Igitur cupido Caesarem invadit solvendi suprema militibus ducique, permoto ad miserationem omni qui aderat exercitu ob propinquos, amicos, denique ob casus bellorum et sortem hominum. Praemisso Caecina, ut occulta saltuum scrutaretur pontesque et aggeres umido paludum et fallacibus campis imponeret, incedunt maestos locos visuque ac memoria deformis. Prima Vari castra lato ambitu et dimensis principiis trium legionum manus ostentabant; dein semiruto vallo, humili fossa accisae iam reliquiae consedisse intellegebantur: medio campi albentia ossa, ut fugerant, ut restiterant, disiecta vel aggerata. Adiacebant fragmina telorum equorumque artus, simul truncis arborum antefixa ora. Lucis propinquis barbarae arae, apud quas tribunos ac primorum ordinum centuriones mactaverant. Et cladis eius superstites, pugnam aut vincula elapsi, referebant hic cecidisse legatos, illic raptas aquilas; primum ubi vulnus Varo adactum, ubi infelici dextera et suo ictu mortem invenerit; quo tribunali contionatus Arminius, quot patibula captivis, quae scrobes, utque signis et aquilis per superbiam inluserit.

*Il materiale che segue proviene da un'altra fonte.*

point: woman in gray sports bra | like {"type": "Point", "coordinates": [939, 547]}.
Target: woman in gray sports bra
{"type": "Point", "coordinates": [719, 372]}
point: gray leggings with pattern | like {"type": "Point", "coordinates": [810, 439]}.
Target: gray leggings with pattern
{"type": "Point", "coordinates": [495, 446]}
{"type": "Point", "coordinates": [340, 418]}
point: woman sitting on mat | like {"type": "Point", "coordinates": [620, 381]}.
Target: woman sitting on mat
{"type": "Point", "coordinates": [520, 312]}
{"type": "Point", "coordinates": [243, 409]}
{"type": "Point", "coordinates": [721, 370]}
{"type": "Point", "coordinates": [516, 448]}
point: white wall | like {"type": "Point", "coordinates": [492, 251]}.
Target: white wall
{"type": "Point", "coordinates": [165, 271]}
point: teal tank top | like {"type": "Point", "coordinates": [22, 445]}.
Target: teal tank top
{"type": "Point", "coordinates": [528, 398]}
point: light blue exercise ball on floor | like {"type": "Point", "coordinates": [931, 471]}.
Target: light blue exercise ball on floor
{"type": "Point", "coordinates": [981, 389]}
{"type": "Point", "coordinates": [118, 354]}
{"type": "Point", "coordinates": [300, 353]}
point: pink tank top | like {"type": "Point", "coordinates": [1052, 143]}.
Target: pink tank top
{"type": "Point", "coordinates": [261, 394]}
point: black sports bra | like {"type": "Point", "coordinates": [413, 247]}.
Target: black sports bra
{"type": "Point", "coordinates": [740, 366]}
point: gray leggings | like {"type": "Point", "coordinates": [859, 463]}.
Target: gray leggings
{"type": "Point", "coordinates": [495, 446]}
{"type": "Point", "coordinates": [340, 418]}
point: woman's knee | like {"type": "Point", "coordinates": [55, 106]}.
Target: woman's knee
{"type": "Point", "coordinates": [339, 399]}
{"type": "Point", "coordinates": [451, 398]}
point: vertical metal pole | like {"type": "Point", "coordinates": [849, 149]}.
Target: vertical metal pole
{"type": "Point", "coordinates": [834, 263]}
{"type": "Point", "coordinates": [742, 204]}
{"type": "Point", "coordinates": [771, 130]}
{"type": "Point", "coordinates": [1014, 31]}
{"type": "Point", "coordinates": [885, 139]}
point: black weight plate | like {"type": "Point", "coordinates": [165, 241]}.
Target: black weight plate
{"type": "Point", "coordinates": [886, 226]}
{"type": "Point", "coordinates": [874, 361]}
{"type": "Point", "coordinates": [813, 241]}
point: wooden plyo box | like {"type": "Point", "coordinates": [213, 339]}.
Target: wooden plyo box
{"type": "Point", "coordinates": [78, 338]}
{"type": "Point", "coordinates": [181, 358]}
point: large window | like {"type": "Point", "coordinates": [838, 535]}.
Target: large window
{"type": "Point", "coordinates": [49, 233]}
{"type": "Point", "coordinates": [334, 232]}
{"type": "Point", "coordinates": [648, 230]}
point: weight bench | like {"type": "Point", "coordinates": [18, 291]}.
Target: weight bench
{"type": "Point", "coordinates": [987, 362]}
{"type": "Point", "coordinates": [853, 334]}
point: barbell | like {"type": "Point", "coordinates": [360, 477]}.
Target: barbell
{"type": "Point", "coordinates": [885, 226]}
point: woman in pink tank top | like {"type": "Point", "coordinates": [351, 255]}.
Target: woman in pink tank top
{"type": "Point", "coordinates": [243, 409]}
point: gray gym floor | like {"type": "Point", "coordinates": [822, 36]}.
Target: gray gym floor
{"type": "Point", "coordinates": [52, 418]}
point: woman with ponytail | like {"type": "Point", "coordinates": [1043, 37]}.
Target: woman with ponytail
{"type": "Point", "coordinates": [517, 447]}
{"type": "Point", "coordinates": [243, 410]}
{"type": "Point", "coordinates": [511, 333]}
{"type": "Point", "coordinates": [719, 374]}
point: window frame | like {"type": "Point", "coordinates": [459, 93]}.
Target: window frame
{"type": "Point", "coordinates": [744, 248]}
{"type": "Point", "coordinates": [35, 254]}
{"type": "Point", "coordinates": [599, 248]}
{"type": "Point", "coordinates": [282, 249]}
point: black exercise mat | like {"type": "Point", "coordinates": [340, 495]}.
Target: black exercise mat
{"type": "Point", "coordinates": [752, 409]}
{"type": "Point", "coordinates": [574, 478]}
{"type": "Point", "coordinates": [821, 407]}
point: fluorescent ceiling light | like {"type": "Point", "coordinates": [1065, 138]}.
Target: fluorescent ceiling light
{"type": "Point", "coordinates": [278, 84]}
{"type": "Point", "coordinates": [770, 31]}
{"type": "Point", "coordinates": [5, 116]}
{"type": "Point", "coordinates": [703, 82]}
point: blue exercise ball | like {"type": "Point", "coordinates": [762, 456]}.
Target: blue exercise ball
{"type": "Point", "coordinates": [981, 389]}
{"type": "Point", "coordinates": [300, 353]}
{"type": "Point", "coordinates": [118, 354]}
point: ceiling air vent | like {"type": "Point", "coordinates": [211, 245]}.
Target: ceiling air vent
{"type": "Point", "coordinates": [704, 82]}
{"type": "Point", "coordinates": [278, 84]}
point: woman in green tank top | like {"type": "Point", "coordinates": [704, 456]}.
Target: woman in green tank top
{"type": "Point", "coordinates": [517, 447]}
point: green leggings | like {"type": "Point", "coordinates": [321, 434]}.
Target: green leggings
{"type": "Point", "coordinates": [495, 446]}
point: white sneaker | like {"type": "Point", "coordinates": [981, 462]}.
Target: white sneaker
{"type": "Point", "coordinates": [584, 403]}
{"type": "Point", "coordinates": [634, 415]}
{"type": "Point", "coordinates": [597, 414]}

Perciò il desiderio di rendere gli ultimi onori ai soldati e al comandante invase Germanico, essendo tutto l'esercito presente commosso fino alla compassione per i parenti, gli amici, e in definitiva per le vicissitudini della guerra e la sorte degli uomini.
Inviato in avanscoperta Cecina, affinché esplorasse le vie nascoste delle foreste e gettasse ponti e argini sulle zone umide delle paludi e sui campi insidiosi, avanzano verso i luoghi lugubri, deformi alla vista e al ricordo.
Il primo accampamento di Varo, per il suo ampio perimetro e le spaziose costruzioni principali, mostrava l'opera di tre legioni; poi, da un vallo semidiroccato e da un fossato basso si capiva che si erano accampati i resti ormai decimati: nel mezzo del campo, ossa imbiancate, sparse o ammonticchiate, così come erano fuggiti o avevano resistito.
Vi giacevano accanto frammenti di armi e arti di cavalli, insieme a volti infissi ai tronchi degli alberi.
Nei boschi vicini vi erano altari barbari, presso i quali avevano sacrificato tribuni e centurioni dei ranghi più alti.
E i sopravvissuti a quella strage, scampati alla battaglia o alla prigionia, raccontavano che qui erano caduti i legati, là erano state rapite le aquile; dove per primo fu inferta la ferita a Varo, dove con la sua sfortunata mano destra e il suo colpo trovò la morte; da quale tribunale Arminio aveva arringato, quante croci per i prigionieri, quali fosse, e come avesse insultato con arroganza le insegne e le aquile.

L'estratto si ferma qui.